Когда бокалы были наполнены вином, поднялся командир дивизии, повернулся к Николаю:
— Ваша светлость! Позвольте поднять бокалы за их императорское величество, всеми обожаемого государя нашего Александра I, за всю его августейшую семью, за здоровье вашей светлости! Сегодня все мы безмерно благодарны вам, великий князь, за то, что, несмотря на вашу занятость, вы сочли возможным осчастливить своим посещением. В дивизии вас знают и любят. Ваш приезд будет вписан в историю нашей славной дивизии красной страницей. Еще раз спасибо вам. За ваше здоровье!
Под одобрительные аплодисменты присутствующих командир стоя осушил бокал, его примеру последовали другие.
Неожиданно в палатку залетел вездесущий воробей, чирикнул несколько раз, примостился вверху на веревке против Николая.
Великий князь явно был доволен тостом комдива, он отпил несколько глотков из своего бокала, протянул руку к позолоченной тарелке, на которой красовался фаршированный судак, и в этот момент в тарелку упал воробьиный подарок.
Николай на миг растерялся, густо покраснел, но тут же поднялся от стола, направился к выходу, следом за ним спешил генерал. Вскочили остальные офицеры, хотя большинство из них еще не знало, что произошло. Но вскоре кто-то, указывая на воробья, распорядился:
— Ловите его, мерзавца!
— Убить, убить! — звучало требование прислуги. Но виновник словно в насмешку чирикнул и незаметно исчез.

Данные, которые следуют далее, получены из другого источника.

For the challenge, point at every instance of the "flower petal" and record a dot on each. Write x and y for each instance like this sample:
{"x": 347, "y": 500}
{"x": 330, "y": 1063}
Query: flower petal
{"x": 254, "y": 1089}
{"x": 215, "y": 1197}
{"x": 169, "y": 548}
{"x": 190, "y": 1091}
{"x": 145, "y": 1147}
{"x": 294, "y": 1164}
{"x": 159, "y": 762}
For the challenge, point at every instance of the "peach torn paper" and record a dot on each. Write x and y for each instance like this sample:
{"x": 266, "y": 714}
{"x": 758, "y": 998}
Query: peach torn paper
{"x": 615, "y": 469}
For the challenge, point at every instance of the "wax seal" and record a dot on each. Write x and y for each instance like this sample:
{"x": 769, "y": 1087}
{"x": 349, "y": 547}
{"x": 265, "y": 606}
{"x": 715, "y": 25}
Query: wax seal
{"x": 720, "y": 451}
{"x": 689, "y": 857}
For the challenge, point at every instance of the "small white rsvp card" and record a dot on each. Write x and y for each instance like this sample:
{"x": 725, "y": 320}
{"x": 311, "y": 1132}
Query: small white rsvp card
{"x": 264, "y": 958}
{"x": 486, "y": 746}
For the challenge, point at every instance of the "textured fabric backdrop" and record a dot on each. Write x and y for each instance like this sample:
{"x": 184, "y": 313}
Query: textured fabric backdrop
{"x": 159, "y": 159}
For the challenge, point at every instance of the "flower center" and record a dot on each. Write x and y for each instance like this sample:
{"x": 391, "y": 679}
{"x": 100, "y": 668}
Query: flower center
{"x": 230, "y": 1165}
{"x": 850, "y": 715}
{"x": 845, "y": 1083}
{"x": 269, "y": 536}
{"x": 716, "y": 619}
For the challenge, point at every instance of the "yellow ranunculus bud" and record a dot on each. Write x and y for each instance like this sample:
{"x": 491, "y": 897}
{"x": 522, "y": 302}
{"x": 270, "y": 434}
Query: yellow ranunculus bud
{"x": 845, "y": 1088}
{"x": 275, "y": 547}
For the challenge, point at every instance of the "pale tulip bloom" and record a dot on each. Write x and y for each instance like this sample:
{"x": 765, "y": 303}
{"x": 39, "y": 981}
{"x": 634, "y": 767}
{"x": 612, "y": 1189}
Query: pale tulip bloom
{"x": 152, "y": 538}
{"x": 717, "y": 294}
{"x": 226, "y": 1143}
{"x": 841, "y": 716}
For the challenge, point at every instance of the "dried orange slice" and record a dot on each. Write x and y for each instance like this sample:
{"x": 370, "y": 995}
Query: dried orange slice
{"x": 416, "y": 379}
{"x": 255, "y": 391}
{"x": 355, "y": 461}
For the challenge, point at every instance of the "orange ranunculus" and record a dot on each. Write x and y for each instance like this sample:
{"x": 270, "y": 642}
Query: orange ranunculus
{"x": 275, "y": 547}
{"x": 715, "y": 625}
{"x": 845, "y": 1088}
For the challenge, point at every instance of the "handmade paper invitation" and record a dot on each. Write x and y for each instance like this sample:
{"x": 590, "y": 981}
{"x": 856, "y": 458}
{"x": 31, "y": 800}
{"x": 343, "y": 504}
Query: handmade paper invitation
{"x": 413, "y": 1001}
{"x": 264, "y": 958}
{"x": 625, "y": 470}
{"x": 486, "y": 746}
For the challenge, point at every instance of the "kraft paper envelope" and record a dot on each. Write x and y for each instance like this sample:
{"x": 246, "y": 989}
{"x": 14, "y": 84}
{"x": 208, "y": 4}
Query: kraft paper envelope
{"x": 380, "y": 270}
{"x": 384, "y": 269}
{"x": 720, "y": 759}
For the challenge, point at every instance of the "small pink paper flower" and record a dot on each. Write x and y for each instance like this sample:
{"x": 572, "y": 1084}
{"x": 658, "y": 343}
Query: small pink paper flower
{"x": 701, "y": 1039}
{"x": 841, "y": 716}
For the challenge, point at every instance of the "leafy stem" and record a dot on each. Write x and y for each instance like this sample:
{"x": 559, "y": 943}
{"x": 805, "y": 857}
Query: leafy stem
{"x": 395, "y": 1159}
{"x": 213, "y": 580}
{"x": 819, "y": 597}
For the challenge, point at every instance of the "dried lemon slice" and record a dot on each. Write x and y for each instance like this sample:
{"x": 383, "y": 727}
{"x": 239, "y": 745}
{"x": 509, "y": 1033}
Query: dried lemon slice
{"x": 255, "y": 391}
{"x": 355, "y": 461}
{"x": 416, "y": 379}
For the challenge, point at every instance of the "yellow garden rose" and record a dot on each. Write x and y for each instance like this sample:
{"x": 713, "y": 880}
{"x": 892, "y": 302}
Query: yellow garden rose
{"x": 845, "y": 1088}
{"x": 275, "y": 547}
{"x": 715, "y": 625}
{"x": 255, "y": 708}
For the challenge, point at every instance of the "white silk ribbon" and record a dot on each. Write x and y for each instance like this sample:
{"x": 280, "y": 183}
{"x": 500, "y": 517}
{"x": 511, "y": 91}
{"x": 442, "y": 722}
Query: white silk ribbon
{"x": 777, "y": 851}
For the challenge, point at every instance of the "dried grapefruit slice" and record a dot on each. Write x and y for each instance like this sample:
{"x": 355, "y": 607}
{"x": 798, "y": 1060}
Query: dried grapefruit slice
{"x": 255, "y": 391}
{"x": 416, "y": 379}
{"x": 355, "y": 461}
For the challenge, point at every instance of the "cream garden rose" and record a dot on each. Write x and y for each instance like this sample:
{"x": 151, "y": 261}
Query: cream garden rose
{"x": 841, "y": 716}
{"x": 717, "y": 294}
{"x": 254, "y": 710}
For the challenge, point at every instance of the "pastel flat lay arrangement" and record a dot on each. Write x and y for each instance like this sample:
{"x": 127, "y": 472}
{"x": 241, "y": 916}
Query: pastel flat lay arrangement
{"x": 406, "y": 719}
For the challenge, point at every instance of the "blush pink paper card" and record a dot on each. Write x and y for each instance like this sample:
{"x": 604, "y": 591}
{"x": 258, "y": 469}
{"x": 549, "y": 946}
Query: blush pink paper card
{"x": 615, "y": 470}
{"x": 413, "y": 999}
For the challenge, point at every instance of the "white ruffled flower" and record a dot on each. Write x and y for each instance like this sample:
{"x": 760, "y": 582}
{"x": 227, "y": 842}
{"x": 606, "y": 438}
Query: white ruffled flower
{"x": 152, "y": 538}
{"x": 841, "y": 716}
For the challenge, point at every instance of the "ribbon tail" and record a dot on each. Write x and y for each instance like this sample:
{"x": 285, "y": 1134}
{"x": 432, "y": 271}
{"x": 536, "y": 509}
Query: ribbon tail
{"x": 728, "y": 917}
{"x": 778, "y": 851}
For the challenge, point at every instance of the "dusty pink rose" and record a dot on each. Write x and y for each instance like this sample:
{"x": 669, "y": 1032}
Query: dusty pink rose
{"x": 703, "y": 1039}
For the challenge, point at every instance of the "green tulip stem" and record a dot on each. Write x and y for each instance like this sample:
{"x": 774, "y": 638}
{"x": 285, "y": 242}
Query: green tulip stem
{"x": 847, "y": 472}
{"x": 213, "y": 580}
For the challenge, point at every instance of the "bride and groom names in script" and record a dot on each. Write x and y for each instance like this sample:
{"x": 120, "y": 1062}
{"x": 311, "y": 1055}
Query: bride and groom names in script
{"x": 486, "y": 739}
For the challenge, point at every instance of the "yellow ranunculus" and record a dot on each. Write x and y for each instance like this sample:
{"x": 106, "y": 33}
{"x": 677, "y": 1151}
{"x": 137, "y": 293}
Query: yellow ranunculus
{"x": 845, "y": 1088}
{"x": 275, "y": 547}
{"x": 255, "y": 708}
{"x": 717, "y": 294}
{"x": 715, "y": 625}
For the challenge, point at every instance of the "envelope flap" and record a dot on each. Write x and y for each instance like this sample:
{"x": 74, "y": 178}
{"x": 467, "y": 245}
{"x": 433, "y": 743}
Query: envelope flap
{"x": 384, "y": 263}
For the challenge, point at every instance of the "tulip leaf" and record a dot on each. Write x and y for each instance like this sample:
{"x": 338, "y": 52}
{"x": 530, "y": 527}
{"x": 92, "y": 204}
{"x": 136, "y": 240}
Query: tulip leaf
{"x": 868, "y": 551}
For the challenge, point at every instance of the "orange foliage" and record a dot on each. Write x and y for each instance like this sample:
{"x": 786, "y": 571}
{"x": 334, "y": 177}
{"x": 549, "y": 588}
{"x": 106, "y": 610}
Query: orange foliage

По праву личного знакомства с великим князем на обеде присутствовал подполковник Сергей Муравьев-Апостол. Он и рассказал Сухинову о воробьином подарке Николаю, в конце добавил:
— Не помню, рассказывал ли я вам или нет, что мой отец некоторое время был воспитателем великих князей Александра и Константина; бабушка их, Екатерина II, пригласила отца на это дело.
— Значит, ваш папенька частично виноват, что у его воспитанников дурной нрав, — шутя сказал Сухинов. — А почему же он воспитывал только двоих, а не троих?
— Николай был тогда еще совсем маленьким и имел отдельного воспитателя…
Во второй половине дня начался смотр. На правом фланге стоял гвардейский полк, в котором служил капитан Норов, высокий, красивый и подтянутый офицер с черными задумчивыми глазами. Великий князь уже успел сделать много замечаний, но вот он приблизился к Норову и ему показалось, а может, так и было, что капитан вместо того, чтобы «есть» глазами начальство, смотрит на него с презрительным любопытством. Николай остановился. За его спиной застыли в почтительных позах сопровождающие. Несколько раз сверху вниз и снизу вверх Николай смерил фигуру капитана. От его бдительных глаз не ускользнуло то, что пространство между носками сапог капитана на несколько сантиметров больше, чем предусмотрено наставлением.
Великий князь поднял ногу и с силой ударил сапогом по носкам сапог капитана, злобно проговорив:
— Стоишь, как чучело в огороде!
Норов еле удержался. Гневом загорелось его лицо, но он с достоинством ответил:
— Я не чучело, ваша светлость, а капитан. Вы меня оскорбили, и я требую от вас извинения.
— Ха, ха. Вот тебе мое извинение, — сказал Николай и, плюнув в сторону Норова, шагнул вперед.
— Ваша светлость, вы оскорбили мою честь. Сегодня же извольте приготовить секунданта, — отчетливо сказал Норов, но великий князь оставил его слова без внимания, повернулся к командиру дивизии, приказал:
— Арестовать!
Капитана Норова увели на гауптвахту. Он подал рапорт об отставке. В знак солидарности с ним это сделали и другие офицеры полка, но все потом закончилось тем, что, продержав Норова под арестом шесть месяцев, его отчислили из гвардии.
Сухинов знал капитана Норова еще по войне с Наполеоном, он с болью в сердце воспринял произвол великого князя.
Вечером прибежал к Сергею Муравьеву-Апостолу и в порыве гнева заявил:
— Сергей Иванович, я решил сегодня ночью освободить Норова из-под ареста, а мерзавца Николая убить!
— Иван Иванович, я вас не понимаю. Успокойтесь. Кому нужен ваш безрассудный шаг? Погубите напрасно себя, и только.
— Зато будет наука другим…
— Этой наукой, мил человек, никто не воспользуется. Есть другие пути…
В тот вечер они проговорили допоздна. Сергей Иванович вспомнил и рассказал Сухинову, как и за что его самого отчислили из гвардии. Как смело и организованно действовали солдаты Семеновского полка и как потом поплатились за это.
— В одиночку, мил человек, ничего не сделаешь, — грустно закончил Муравьев-Апостол.